National Theatre play to feature 'well loved' actors in 70s and 80s improvising
The National Theatre is bucking the trend to chase younger audiences with a new play starring actors in their 70s and 80s who are let loose on stage without a script.
Lost Without Words, a "theatrical experiment", will open at the National in March 2017.
The play is designed to see what happens when elderly actors, who are used to delivering scripts but are "appearing in our theatres less and less", go on stage without a script to see "what scenes they create" and "what stories unfold".
The cast has not yet been finalised but the theatre's artistic director Rufus Norris said that it would feature "well loved" and "respected" names.
He said the play would consist of "structured improvisation", adding: "Some of the stuff I have seen so far has been moving and hilarious."
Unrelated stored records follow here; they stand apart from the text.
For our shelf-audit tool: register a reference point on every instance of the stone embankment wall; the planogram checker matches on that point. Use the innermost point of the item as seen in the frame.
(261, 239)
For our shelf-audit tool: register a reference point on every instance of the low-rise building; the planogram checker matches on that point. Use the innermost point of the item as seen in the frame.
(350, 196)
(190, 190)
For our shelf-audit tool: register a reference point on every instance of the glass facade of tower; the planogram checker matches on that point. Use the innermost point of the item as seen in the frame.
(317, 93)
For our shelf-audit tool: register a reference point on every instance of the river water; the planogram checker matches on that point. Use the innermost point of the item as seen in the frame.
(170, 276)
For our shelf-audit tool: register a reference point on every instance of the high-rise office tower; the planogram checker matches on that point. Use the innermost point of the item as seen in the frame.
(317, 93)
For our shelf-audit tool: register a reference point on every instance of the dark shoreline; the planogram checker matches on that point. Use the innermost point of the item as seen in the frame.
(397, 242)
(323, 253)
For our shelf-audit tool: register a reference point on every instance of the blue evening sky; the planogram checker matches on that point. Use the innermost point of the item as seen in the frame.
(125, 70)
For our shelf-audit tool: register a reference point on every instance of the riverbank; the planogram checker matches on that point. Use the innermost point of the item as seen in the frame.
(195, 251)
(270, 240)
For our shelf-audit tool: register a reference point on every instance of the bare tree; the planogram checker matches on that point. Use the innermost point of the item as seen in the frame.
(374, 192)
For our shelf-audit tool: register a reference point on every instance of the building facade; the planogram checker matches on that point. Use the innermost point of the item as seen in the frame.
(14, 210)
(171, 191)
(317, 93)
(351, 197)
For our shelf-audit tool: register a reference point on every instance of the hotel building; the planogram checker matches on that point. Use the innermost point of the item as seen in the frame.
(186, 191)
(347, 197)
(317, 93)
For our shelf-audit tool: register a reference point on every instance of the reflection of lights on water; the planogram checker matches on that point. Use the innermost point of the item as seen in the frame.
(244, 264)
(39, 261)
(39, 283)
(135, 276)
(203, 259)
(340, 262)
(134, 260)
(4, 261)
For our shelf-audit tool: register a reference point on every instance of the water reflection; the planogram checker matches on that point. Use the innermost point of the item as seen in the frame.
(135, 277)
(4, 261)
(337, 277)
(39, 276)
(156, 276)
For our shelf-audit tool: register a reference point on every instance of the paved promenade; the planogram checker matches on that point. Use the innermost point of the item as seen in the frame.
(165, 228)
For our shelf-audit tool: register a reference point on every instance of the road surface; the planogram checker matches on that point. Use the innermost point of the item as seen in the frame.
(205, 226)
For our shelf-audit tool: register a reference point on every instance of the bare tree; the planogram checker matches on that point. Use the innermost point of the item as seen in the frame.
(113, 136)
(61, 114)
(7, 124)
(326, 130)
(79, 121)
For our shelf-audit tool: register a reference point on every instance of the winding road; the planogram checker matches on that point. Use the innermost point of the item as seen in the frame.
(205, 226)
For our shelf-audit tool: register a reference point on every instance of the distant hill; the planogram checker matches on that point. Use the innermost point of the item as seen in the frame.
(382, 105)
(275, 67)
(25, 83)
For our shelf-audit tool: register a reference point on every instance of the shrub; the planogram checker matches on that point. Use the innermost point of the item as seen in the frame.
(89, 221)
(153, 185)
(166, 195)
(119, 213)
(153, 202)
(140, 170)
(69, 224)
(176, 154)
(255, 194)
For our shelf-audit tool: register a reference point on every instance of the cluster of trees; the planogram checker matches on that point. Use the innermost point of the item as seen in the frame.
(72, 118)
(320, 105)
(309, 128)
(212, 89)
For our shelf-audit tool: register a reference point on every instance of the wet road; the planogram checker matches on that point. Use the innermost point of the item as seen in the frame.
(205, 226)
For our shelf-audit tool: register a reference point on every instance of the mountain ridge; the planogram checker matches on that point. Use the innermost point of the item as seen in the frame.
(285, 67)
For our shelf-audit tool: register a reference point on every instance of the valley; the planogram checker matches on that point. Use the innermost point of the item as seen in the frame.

The script is likely to change from night to night but the "one thing we know for sure is that those people are going to know how to 'enter through the French Windows'," he joked.
Norris added that he hoped the audience would be "a real mix of young people who are interested in improvised theatre and also people who know and love these actors."
The average audience at the National Theatre has only dropped from 55 to 51, "despite obsessing all the time" about bringing the age down.
"It would be great to have a show where it goes in the opposite direction. It would be brilliant to have a show where the average age is 85," he said.